In summary, I would encourage obstetricians to become well versed in the symptoms of stroke and to have a low threshold for clinical suspicion of such symptoms, which may mimic common complaints of pregnancy.

A rapid diagnosis and close consultation with an interdisciplinary team of colleagues may maximizing outcome in patients suffering one of the most feared and serious complications of pregnancy.

This CT shows the brain of a pregnant woman who had a hemorrhagic stroke.

This MRI shows the brain of a pregnant woman who had an ischemic stroke. Photos courtesy Dr. Baha Sibai

How to Weigh Stroke History, Pregnancy

With enhanced diagnosis and management of stroke, more patients are recovering well. These patients will increasingly seek advice about the risks of subsequent pregnancy.

We recently conducted a review of 35 pregnancies in 23 women with a history of stroke, including 9 pregnancies in 4 women whose previous stroke had occurred during pregnancy or the postpartum period (Am. J. Obstet. Gynecol. 2004;190:1331–4).

Their risk factors for the prior stroke included thrombophilias, sickle cell disease, cardiac malformations, hypertension, oral contraceptive use, cerebral arteriovenous malformations, head trauma, meningitis, endocarditis, and idiopathic etiologies.

Anticoagulation was prescribed in two pregnancies in patients who had a reported history of pregnancy/postpartum stroke. Our findings were reassuring.

There were no recurrent thrombotic episodes during pregnancy or the postpartum period, although one patient required admission to the ICU for uncontrolled hypertension.

This result aligns with findings from another study (Neurology 2000;55:269–74), which found a 1% recurrence rate. The chance of recurrence in patients with thrombophilia is likely higher, perhaps 20%.

It makes sense to prescribe anticoagulation for women at risk of thromboembolic stroke, either low-dose aspirin plus prophylactic doses of unfractionated heparin, or low-molecular-weight heparin.

All women with a history of stroke deserve close monitoring during pregnancy, delivery, and the postpartum period.

Recognizing Stroke Is a Life or Death Issue

 

 

In high-risk obstetrics, we are faced with a variety of critical presentations: threatened early pregnancy loss, pregnant patients with preexisting medical conditions, and the development of acute medical complications during pregnancy.

Fortunately, the most serious complications of pregnancy—seizures, myocardial infarctions, and cerebrovascular events—are rare.

Despite their infrequency, we must become sufficiently familiar with the presenting symptoms of these life-threatening complications of pregnancy to be able to employ our clinical skills at a moment's notice.

Recent advances in stroke management make quick action vital. Medications or surgery not only may save the lives of the woman and fetus, but may preserve brain function in the woman as well.

Very often, but not always, clues to the possibility of a stroke may lie in the woman's medical history of hypertension, preeclampsia, seizures, or a bleeding disorder.

We need to be alert to these risk factors for stroke, and make sure that we include stroke in the differential diagnosis even when the patient's symptoms may be masquerading as less serious complications of pregnancy.

This month, my guest Master Class professor is Baha Sibai, M.D., a world expert on hypertensive disorders and complications in pregnancy who has authored or coauthored more than 350 peer-reviewed publications on the topics of preeclampsia and eclampsia.

Dr.
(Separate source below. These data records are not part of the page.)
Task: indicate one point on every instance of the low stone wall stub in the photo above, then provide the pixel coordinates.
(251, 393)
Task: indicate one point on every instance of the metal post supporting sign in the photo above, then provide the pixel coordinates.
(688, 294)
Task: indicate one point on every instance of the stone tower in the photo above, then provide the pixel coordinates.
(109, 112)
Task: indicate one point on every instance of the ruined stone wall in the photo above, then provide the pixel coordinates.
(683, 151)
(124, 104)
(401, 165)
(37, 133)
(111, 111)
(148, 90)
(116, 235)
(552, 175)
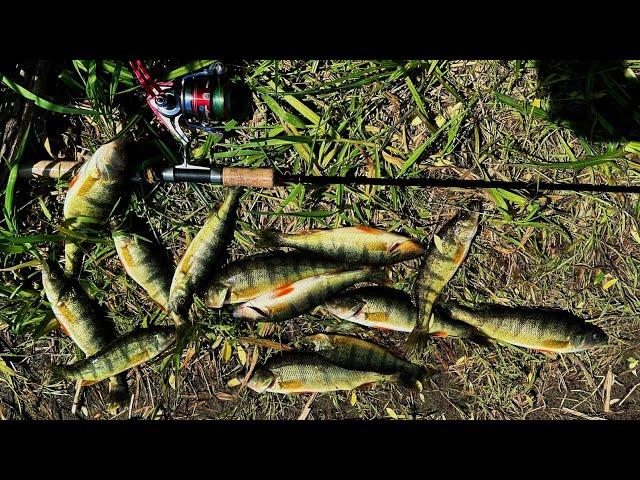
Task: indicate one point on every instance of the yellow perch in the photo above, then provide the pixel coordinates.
(143, 262)
(296, 372)
(93, 193)
(299, 297)
(203, 255)
(438, 267)
(356, 245)
(539, 329)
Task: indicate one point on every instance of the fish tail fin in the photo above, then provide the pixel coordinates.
(118, 391)
(58, 372)
(268, 238)
(381, 275)
(417, 339)
(72, 259)
(405, 379)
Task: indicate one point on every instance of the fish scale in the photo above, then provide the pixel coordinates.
(93, 193)
(81, 318)
(304, 295)
(120, 355)
(142, 263)
(203, 255)
(548, 330)
(355, 245)
(438, 268)
(354, 353)
(375, 306)
(297, 372)
(253, 276)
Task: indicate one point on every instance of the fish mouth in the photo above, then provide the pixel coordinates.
(250, 312)
(406, 247)
(257, 386)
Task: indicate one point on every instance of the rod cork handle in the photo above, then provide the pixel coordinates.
(248, 177)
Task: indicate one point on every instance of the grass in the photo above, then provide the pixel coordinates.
(464, 119)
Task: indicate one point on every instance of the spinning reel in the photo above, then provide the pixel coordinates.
(199, 101)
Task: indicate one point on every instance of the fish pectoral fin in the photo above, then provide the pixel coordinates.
(439, 334)
(554, 346)
(262, 312)
(217, 299)
(548, 353)
(366, 386)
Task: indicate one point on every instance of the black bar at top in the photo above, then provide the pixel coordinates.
(533, 187)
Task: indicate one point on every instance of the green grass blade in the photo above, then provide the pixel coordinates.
(45, 104)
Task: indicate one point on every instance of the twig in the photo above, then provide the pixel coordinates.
(307, 408)
(76, 399)
(608, 382)
(629, 394)
(580, 414)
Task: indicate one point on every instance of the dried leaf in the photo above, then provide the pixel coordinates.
(395, 161)
(188, 356)
(242, 355)
(438, 243)
(609, 283)
(461, 360)
(226, 351)
(234, 382)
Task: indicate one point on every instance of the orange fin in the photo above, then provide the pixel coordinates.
(371, 230)
(281, 291)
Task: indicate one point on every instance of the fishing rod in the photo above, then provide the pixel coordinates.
(204, 100)
(269, 178)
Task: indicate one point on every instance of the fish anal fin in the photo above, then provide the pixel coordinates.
(283, 290)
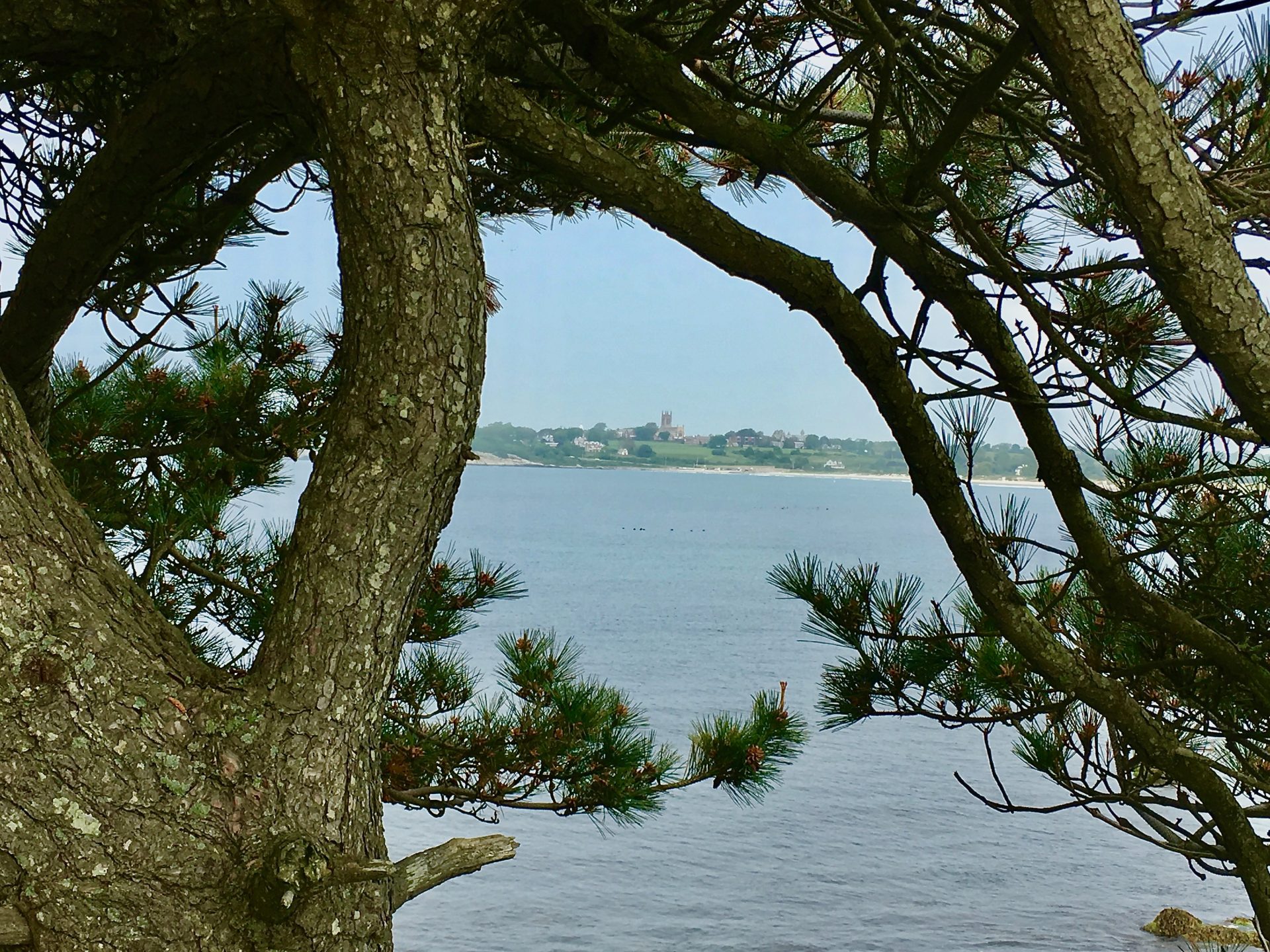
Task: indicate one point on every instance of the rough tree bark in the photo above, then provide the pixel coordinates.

Sibai is professor and director of the department of obstetrics and gynecology at the University of Cincinnati. He formerly directed the division of maternal/fetal medicine at the University of Tennessee, Memphis.

DR. REECE, who specializes in maternal-fetal medicine, is the vice chancellor and dean of the college of medicine at the University of Arkansas in Little Rock.

E. ALBERT REECE, M.D., PH.D., M.B.A.